The key to understanding what is happening here is to understand where a skimmer’s eye goes as they scan through a document. Try it yourself. Skim through a page of anything. Guess where your eye goes. Yes, it may start at the top center, but quickly it goes down the left side of the page. That column – down the left side of the page – is where you fight the battle for the reader’s (i.e., skimmer’s) attention.
And, therefore, what does the skimming reader actually see first? If it’s a traditionally written resume, what he or she sees first is a list of verbs. How to escape this problem (and in the process make your résumé stand out)?
The answer is to think ‘key words,’ not ‘verbs.’
You want your reader to see the key words that really paint a picture of you.
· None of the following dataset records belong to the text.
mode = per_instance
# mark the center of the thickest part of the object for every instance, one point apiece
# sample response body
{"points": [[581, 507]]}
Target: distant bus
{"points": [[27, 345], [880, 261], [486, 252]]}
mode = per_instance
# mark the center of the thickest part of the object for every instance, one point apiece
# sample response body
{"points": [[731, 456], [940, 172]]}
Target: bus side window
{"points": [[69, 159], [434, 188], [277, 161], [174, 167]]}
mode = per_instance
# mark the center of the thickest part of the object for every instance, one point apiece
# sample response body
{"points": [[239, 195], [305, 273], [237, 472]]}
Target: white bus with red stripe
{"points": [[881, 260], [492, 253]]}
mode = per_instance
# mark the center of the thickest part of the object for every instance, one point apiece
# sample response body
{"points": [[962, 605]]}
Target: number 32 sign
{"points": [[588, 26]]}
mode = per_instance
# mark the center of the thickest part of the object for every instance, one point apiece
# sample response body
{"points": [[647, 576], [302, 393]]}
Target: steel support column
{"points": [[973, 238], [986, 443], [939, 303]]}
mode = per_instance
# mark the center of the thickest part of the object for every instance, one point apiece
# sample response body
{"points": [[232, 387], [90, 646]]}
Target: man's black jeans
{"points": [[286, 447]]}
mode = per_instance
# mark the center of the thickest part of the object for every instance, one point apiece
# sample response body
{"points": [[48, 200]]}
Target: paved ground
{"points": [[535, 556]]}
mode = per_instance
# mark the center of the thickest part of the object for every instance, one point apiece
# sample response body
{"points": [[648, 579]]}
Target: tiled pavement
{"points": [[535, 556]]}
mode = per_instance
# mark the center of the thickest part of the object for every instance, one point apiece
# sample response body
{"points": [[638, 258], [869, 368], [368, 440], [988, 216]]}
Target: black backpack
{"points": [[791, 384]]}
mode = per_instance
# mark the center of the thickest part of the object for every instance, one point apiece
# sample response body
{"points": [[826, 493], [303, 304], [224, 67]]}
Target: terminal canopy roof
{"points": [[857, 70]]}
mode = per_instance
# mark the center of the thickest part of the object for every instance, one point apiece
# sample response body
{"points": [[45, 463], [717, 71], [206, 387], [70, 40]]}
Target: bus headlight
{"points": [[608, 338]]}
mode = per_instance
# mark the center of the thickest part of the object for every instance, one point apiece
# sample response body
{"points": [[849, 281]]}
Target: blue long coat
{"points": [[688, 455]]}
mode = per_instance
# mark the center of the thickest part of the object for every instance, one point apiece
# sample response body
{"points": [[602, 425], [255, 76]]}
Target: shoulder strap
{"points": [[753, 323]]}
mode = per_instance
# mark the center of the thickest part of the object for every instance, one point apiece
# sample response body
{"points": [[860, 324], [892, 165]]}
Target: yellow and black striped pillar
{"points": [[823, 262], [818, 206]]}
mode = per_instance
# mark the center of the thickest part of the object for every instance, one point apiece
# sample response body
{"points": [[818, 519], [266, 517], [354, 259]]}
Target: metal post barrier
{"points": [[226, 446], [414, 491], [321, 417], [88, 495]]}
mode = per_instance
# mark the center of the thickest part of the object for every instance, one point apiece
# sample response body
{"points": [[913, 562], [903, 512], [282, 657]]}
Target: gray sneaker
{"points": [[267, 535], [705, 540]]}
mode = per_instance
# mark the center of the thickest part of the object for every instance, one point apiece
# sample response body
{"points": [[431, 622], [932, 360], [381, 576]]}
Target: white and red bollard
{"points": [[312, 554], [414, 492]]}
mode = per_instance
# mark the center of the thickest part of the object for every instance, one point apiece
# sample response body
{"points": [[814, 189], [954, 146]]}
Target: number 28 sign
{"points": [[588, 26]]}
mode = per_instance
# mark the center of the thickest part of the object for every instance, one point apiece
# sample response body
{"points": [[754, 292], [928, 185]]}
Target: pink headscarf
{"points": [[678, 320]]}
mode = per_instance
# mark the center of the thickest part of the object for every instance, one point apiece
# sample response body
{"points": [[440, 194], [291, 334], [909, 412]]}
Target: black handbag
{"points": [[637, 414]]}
If it’s a verb, fine; but it doesn’t have to be.
You must therefore ask yourself is, “If there is ONE word in this item that I want my reader to see FIRST, what is that word?” That’s the word that should begin the item. You then find a way to write the rest of the item, starting with that key word. And, yes, it might be a verb, but it doesn’t have to be – it could be a noun, or a name, or even a number.
The first word may not always be what you think, and selecting the best first word depends on what one wants to emphasize. Take this item, for example:
- Responsible for answering all phone calls and providing information to potential customers.
This is written as a traditional “verb-led” action item. Now consider the word “all” in the above sentence. This word denotes comprehensive and sole responsibility. Put yourself in a skimmer’s place, and consider this item, leading with “all”:
- All calls answered from potential customers seeking information on company products.
Or, you may want your reader to see the word “information” first:
- Information provided to all potential customers telephoning the company.
If you cannot find a way to write the item starting with a certain word, write the word and add a colon. You then have the freedom to write the item any way you wish. For example:
- Customer service: Answer all phone calls and provide information to potential customers.
Whatever you choose, you have to set ruthless priorities: What do you want your reader to find first?
That’s what should be emphasized, and the best way to do this when you have a skimming reader is to place that word first in writing that item.